Ad spending surges in Asia and Latin America helped fuel a 12.5 percent worldwide rebound in the first quarter vs. the first three months of 2009, according to Nielsen's latest Global AdView Pulse report.
Global ad spending at rate-card values rose to $110 billion in Q1 compared to the same stretch in '09 — and all regions surveyed registered encouraging performances, Nielsen said.
Some key findings:
• Latin America was the biggest gainer, with a 48 percent Q1 increase year over year.
• India rose 34 percent.
• Hong Kong was up 24 percent.
• China improved 18 percent.
• Asia Pacific overall gained 13 percent, though Japan was flat.
• Europe rose 7 percent, with France's 11 percent gain leading the way.

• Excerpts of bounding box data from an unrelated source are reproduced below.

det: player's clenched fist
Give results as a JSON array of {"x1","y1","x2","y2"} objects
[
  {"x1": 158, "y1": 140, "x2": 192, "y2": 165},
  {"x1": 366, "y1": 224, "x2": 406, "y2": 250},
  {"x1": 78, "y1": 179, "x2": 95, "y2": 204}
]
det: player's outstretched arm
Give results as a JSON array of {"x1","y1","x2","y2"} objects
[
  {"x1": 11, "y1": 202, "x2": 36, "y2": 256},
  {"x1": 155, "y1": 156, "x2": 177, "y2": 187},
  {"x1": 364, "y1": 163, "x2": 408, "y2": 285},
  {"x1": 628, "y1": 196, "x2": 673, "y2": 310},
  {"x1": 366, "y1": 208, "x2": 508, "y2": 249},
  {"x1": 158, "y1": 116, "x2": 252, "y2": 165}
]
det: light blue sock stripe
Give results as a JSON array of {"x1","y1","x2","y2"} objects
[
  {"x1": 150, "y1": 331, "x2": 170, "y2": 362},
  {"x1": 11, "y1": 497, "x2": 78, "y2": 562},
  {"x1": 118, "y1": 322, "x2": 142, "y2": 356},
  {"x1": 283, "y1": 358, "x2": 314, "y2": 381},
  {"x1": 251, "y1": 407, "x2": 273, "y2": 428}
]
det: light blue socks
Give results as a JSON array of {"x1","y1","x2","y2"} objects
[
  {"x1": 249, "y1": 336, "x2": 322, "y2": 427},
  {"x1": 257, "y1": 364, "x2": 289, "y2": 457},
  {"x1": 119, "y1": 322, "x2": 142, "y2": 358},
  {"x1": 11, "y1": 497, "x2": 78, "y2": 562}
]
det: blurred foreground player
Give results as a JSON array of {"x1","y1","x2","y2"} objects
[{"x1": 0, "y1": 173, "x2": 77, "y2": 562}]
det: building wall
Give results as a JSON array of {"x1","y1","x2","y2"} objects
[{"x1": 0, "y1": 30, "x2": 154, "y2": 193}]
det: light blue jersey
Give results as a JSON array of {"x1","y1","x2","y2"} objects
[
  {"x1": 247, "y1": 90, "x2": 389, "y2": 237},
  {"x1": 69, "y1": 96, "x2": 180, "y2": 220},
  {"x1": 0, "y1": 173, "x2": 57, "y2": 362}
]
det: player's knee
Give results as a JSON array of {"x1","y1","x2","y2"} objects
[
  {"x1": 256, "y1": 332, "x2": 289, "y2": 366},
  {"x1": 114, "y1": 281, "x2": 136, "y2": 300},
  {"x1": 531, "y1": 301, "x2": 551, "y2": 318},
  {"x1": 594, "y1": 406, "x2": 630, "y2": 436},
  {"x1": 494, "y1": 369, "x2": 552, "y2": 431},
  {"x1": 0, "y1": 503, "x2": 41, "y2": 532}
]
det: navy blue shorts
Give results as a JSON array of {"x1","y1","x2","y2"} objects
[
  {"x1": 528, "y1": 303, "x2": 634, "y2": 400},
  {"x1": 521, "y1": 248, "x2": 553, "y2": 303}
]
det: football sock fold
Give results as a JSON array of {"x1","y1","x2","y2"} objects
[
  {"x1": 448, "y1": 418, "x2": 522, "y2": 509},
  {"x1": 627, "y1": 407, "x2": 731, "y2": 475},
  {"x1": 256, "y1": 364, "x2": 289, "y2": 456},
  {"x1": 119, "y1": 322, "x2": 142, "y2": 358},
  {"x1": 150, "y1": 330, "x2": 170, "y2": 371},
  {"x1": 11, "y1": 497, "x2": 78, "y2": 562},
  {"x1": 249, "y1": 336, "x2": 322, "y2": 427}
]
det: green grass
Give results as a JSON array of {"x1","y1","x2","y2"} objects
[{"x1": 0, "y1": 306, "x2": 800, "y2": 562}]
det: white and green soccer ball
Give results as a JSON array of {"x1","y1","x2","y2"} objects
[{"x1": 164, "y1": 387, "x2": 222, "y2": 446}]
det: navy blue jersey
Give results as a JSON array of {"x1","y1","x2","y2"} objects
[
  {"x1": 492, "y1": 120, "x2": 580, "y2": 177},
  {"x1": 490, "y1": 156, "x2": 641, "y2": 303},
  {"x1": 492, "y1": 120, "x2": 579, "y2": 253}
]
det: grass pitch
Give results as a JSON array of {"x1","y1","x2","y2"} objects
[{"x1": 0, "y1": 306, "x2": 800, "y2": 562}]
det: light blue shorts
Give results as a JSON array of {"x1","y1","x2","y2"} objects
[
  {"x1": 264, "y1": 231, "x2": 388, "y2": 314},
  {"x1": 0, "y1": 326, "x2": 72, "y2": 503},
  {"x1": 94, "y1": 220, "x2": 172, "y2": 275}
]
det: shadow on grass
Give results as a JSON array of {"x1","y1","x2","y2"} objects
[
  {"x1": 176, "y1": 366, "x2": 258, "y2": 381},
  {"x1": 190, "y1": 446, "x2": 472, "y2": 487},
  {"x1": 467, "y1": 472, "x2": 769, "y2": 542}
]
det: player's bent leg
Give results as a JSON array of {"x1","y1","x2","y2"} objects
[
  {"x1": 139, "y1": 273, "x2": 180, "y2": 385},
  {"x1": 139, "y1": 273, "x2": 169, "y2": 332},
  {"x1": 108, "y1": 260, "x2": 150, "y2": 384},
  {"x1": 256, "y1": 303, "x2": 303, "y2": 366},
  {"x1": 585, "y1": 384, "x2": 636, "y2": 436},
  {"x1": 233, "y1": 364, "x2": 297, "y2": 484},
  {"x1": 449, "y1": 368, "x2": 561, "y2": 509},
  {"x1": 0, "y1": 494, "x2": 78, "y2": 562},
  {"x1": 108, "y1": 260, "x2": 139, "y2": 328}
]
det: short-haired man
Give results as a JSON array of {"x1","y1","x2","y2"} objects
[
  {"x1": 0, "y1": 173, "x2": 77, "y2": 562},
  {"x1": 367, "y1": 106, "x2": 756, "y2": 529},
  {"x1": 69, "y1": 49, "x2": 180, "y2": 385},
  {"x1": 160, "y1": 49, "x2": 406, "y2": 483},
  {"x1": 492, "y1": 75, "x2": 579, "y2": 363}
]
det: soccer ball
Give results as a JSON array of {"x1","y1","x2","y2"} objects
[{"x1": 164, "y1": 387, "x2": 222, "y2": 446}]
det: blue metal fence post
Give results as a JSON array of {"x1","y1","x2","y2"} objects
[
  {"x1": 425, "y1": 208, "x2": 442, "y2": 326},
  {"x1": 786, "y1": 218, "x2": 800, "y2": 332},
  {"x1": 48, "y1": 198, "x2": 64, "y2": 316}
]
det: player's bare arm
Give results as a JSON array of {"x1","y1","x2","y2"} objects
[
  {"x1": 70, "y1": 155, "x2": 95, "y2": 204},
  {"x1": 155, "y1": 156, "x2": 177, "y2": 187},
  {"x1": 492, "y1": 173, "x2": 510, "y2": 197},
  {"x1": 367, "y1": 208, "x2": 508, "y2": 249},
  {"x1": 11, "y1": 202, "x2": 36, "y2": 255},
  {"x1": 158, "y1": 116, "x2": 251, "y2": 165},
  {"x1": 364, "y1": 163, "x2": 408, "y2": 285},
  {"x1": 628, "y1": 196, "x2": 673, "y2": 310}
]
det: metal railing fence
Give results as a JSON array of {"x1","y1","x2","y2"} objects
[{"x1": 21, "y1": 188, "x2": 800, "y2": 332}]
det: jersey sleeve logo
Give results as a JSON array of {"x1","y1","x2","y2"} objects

• North America gained 9 percent overall. In the U.S., the world's largest ad market, spending was up 4 percent. (That last figure jibes with numbers from Kantar Media, which pegged the domestic Q1 increase at 5 percent.)
Michele Strazzera, Nielsen Global AdView's deputy managing director, said the numbers indicate that after 18 tough months the industry has likely "turned the corner." Even so, she injected some caution into the equation, noting that the gains came off an exceptionally weak base and still lag pre-recession levels.
As expected, the Winter Olympics and run-up to the World Cup (host country South Africa rose 18 percent) helped drive the positive numbers worldwide.
Globally, television attracted the largest share of advertising, up 16 percent in Q1 compared to the previous year, per Nielsen.
Radio and newspaper ad spending — hammered at the recession's height — rebounded with 10 and 9 percent worldwide growth respectively.
Meanwhile, magazine advertising remained flat on a global basis, but declined 7 percent in North America, continuing an alarming trend for that category.
The Internet continued its positive trajectory, closing Q1 with a 12 percent ad spend increase vs. the same quarter in '09.
Among client types:
• Ad spending among fast-moving consumer-goods firms rose 23 percent in Q1. (Cosmetics led the way with a 27 percent boost.)
• Automotive clients spent 19 percent more.
• Financial services and durables climbed 17 and 16 percent respectively.